Finally, the top 15 (if applicable) distance scores between the user-input actor's name and the entries in our key dictionary are presented for the user to select from. Along the way, should users choose to not match any actor names (ie. to skip them), or to input their own custom names, the unmatched_indices and custom_indices will be generated respectively to note user's input for these names and allow for further inspection.

For the sake of this vignette, we will not clean the entire dataset. Instead, the below examples are selected to show the various options that users have when using the function, and how to proceed in each case.

To call the function, simply call phonetify_names() with the dataset that needs to be cleaned and the dictionary to clean it with. The function will return a cleaned dataset, so be sure to assign that to a name in order to store the results. We consider a few examples from the function below.

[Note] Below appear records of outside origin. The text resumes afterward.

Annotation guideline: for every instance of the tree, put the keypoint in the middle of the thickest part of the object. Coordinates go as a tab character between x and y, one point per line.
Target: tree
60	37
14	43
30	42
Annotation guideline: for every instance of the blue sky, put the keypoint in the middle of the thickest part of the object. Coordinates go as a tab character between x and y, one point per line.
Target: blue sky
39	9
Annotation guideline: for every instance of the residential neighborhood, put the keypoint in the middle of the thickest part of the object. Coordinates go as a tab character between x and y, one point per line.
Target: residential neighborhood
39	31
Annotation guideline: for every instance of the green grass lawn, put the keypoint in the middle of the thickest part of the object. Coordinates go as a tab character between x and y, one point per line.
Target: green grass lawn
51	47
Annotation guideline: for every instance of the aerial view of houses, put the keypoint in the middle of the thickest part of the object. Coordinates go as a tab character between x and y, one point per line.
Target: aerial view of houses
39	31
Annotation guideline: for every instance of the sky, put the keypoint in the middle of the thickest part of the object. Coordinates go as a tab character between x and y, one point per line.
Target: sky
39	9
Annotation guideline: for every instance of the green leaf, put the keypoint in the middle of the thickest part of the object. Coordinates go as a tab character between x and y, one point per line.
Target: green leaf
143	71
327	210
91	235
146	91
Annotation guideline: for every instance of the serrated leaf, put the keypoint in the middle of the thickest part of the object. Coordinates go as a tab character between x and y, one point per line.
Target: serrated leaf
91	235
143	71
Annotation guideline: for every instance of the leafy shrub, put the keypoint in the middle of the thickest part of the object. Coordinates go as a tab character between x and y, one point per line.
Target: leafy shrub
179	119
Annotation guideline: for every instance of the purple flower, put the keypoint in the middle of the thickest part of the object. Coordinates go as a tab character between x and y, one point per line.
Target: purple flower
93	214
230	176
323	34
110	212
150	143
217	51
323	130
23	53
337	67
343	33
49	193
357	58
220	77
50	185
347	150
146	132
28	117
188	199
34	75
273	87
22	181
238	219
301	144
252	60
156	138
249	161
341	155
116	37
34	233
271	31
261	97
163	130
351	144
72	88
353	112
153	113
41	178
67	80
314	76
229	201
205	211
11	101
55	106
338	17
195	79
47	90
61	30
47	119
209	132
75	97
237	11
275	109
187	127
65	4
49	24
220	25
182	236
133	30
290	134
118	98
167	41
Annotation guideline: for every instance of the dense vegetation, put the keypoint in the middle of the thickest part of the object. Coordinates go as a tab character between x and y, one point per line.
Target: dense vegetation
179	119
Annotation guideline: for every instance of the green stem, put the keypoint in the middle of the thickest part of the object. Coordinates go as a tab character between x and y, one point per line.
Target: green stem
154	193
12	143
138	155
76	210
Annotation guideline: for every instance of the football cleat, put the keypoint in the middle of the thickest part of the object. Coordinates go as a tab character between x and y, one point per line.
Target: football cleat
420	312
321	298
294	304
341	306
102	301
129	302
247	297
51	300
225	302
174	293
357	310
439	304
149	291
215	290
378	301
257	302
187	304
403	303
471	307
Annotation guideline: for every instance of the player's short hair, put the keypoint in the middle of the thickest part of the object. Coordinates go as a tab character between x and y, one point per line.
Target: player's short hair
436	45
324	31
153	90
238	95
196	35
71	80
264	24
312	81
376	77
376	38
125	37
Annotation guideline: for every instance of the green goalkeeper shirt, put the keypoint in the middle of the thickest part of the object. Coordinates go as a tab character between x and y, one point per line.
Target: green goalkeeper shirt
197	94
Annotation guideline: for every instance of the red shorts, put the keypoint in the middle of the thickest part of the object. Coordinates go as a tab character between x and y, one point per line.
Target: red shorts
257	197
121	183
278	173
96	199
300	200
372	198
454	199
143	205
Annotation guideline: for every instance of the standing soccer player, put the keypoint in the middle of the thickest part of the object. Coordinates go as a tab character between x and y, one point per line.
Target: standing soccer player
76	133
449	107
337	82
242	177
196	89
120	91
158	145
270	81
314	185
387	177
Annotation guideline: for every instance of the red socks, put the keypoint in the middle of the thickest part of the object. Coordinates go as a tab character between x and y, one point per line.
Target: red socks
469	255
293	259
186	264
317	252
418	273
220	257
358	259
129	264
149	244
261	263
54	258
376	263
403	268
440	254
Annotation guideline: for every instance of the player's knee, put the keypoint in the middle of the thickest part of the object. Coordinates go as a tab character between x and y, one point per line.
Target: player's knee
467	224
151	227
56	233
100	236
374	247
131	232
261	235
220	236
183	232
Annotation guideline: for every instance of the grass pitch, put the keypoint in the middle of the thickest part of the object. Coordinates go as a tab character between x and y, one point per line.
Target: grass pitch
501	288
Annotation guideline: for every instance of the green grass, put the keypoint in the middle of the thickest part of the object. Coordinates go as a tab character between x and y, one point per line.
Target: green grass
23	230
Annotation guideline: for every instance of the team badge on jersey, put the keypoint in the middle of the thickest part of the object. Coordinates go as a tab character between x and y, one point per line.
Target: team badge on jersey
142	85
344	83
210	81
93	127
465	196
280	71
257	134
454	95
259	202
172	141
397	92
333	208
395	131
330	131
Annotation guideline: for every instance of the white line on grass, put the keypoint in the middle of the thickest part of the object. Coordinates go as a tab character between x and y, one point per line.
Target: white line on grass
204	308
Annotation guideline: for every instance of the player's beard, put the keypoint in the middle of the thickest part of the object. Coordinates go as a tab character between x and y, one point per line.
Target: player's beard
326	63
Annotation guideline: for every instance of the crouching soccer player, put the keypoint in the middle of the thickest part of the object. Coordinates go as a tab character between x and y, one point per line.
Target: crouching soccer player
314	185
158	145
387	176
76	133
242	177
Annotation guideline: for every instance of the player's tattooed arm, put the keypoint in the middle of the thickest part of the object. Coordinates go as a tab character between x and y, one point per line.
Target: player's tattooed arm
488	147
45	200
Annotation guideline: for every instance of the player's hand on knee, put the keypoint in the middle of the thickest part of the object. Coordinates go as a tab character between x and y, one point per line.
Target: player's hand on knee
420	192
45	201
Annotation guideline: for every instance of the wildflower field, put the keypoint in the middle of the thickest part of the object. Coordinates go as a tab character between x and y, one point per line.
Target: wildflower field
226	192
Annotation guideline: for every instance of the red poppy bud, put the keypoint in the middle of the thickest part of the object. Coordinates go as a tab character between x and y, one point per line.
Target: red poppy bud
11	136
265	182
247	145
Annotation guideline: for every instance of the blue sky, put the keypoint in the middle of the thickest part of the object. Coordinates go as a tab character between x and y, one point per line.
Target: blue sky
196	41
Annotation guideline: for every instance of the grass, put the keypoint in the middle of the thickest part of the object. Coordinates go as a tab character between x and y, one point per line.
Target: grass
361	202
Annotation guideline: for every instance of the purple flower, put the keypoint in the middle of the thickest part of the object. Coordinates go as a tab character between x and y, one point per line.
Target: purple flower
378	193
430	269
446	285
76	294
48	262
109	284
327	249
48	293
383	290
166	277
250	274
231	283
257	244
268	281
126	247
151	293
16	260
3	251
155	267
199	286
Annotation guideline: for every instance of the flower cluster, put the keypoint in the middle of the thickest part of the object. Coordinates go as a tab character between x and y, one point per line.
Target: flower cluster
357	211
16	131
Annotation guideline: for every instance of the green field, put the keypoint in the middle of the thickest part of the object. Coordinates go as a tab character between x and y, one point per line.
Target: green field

cdp <- phonetify_names(cdp, key_dict)

The first example considers when a match is found within the key dictionary for the actor being cleaned.

cat("Currently cleaning actor 1 of 60 (0%) completed.
The original name is Eskişehir Municipality with iso code TUR and entity type City
Here are some possible matches we found: 
1:  Eskisehir; iso: TUR and entity type: City
2:  Tepebasi, Eskisehir; iso: TUR and entity type: City
3:  Nevsehir; iso: TUR and entity type: City
4:  Izmir; iso: TUR and entity type: City
5:  Yenisehir; iso: TUR and entity type: City
6:  Çankaya; iso: TUR and entity type: City
7:  Ankara; iso: TUR and entity type: City
8:  Kadikoy; iso: TUR and entity type: City
9:  Tuzla; iso: TUR and entity type: City
10: Bursa; iso: TUR and entity type: City
11: Istanbul; iso: TUR and entity type: City
12: Kocaeli; iso: TUR and entity type: City
13: Karsiyaka - Izmir; iso: TUR and entity type: City
14: Gaziantep; iso: TUR and entity type: City
15: Besiktas; iso: TUR and entity type: City
Which name matches? Choose 1-15. (Type N if none match; type S to save your current progress; type C to enter a custom name)")
cat("Answer: 1")
cat("Eskisehir has been selected and will replace Eskişehir Municipality in the database.")
# Export dataset to be used for updating key dict
.actor_updates <- data.frame(ind = name_ind[1],
                             name_wrong = cdp$name[name_ind[1]])
name_ind <- name_ind[-1]
cdp$name[grep("Eskişehir Municipality", cdp$name)] <- "Eskisehir"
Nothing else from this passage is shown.